L’A.F.F.T.A.C enregistre de nouveaux soutiens parlementaires

Par Bernard M.
Publié le 27 mai 2011 à 12:03

Les députés Jean Grenet (UMP, 5ème circonscription des Pyrénées-Atlantiques) et Etienne Mourrut (UMP, 2ème circonscription du Gard) ainsi que le Sénateur Gérard Cornu (UMP, Eure-et-Loir), Président du groupe d'études sur l'automobile apportent leur soutien à L’A.F.F.T.A.C, Association Française des Fournisseurs et utilisateurs de Technologies d’Aide à la Conduite. Ces trois parlementaires partagent l’opposition de l’association concernant les mesures d’interdiction des systèmes d’aide à la conduite qu’a prises le dernier Comité Interministériel de la Sécurité Routière du 11 mai.



Le docteur Jean Grent, député-maire de Bayonne souligne « qu’il faut raison garder et (que) les mesures prises par le CISR sont incompréhensibles pour nos concitoyens».

Par ailleurs, il a ajouté que « si les mesures annoncées passent par un projet de loi il voterait contre ». En outre, selon Etienne Mourrut, député-maire du Grau-du-Roi, « les aides technologiques à la conduite sont des outils indispensables pour que les automobilistes adoptent une conduite responsable ». Il justifie cette prise de position en ajoutant que « sans signalisation ni avertissement, il est impossible de rouler en connaissant la limitation en vigueur et les avertisseurs permettent une bien meilleure information sur les zones à risques ».



Enfin, selon Gérard Cornu, sénateur-maire de Fontenay-sur-Eure et Président du groupe d’études sur l’automobile au Sénat, le diagnostic est clair et sans appel car « se passer de tous les apports technologiques qui permettent à l’automobiliste de conserver une attention et une vigilance accrues serait une erreur. Nos automobiles vont devenir communicantes, elles doivent permettre le partage et la circulation d’informations afin de favoriser une meilleure connaissance des aléas et une plus grande anticipation. Vouloir interdire les avancées technologiques serait aberrant ».

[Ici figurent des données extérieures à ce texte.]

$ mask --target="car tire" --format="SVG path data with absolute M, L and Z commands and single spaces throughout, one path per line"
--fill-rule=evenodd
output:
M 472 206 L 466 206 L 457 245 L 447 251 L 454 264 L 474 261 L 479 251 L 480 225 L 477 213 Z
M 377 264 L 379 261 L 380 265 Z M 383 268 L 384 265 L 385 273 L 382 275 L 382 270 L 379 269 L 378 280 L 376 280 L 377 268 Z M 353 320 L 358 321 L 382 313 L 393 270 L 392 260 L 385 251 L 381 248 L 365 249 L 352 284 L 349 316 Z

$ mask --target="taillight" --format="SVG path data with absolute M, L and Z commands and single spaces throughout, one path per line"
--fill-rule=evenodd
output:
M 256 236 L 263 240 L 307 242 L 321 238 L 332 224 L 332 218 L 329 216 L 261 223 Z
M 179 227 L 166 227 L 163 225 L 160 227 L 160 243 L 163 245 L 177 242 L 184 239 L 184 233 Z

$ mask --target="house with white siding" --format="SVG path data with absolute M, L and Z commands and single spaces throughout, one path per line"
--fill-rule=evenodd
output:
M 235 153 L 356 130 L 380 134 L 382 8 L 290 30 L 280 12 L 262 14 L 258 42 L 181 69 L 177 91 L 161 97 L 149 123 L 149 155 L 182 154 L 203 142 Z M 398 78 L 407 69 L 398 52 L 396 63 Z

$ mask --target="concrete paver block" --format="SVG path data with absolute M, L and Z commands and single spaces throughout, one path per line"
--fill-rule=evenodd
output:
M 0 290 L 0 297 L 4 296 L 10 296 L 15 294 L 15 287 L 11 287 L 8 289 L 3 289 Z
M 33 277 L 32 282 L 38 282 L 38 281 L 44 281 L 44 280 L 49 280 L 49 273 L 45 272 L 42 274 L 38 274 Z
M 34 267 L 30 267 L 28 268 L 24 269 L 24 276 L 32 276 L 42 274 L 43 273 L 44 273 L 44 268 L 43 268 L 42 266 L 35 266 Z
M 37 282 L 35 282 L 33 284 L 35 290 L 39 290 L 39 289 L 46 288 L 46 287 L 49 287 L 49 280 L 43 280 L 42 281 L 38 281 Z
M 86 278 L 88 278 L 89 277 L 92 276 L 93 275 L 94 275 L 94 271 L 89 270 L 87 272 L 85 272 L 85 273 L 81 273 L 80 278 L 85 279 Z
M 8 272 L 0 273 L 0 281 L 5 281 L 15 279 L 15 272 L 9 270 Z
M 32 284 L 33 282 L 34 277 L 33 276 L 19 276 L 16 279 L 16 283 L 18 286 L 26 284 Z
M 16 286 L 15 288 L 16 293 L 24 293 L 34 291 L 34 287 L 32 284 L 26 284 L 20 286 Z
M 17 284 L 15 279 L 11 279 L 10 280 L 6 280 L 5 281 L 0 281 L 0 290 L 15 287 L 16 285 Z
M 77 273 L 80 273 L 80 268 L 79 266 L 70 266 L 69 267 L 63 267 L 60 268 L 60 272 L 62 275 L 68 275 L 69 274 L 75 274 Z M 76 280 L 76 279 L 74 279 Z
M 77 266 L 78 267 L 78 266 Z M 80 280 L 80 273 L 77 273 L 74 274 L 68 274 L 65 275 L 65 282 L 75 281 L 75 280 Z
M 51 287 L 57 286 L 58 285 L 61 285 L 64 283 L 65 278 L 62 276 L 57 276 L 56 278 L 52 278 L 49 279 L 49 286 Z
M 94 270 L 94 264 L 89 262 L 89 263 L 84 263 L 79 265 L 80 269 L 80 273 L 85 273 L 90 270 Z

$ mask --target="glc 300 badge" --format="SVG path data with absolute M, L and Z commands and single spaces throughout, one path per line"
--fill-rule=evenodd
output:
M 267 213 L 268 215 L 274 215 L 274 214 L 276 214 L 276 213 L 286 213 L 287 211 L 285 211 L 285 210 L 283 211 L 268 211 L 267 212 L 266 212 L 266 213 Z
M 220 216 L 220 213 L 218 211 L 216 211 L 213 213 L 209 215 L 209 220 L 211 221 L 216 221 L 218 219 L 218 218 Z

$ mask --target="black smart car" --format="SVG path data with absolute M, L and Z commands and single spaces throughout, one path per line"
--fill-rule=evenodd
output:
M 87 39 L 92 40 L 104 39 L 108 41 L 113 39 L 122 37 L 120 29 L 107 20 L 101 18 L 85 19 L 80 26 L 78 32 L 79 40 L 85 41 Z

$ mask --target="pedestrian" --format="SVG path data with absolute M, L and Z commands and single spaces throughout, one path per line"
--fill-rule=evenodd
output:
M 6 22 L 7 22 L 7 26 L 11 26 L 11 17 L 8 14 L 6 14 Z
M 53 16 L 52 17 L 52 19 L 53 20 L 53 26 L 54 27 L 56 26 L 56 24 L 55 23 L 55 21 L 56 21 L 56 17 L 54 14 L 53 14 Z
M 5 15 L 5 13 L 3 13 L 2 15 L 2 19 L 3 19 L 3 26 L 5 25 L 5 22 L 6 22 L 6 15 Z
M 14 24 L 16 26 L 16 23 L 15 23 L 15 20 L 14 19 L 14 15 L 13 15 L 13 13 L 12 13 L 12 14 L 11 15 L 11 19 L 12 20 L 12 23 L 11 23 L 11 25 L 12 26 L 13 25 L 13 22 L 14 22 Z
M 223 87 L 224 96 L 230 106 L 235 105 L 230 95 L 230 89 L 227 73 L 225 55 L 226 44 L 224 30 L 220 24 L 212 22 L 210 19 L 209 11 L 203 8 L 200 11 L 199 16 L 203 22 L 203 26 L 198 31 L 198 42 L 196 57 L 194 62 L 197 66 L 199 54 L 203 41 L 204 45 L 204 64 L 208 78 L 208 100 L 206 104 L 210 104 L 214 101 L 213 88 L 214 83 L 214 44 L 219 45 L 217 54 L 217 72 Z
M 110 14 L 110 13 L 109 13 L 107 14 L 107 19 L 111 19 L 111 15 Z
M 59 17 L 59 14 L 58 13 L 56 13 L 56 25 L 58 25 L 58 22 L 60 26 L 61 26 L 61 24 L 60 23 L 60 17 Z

Dont acte ! Du coup, Loïc Rattier, Président de l’AFFTAC commente ces déclarations et les rapporte aux actions conduites par son association : « Nous sommes ravis de constater la mobilisation des parlementaires (…) C’est la preuve que notre action rencontre un écho favorable auprès des élus du terrain, qui sont le meilleur relais des inquiétudes de nos concitoyens face à des mesures injustes et injustifiées. Nous sommes confiants, d’autres parlementaires vont nous rejoindre ».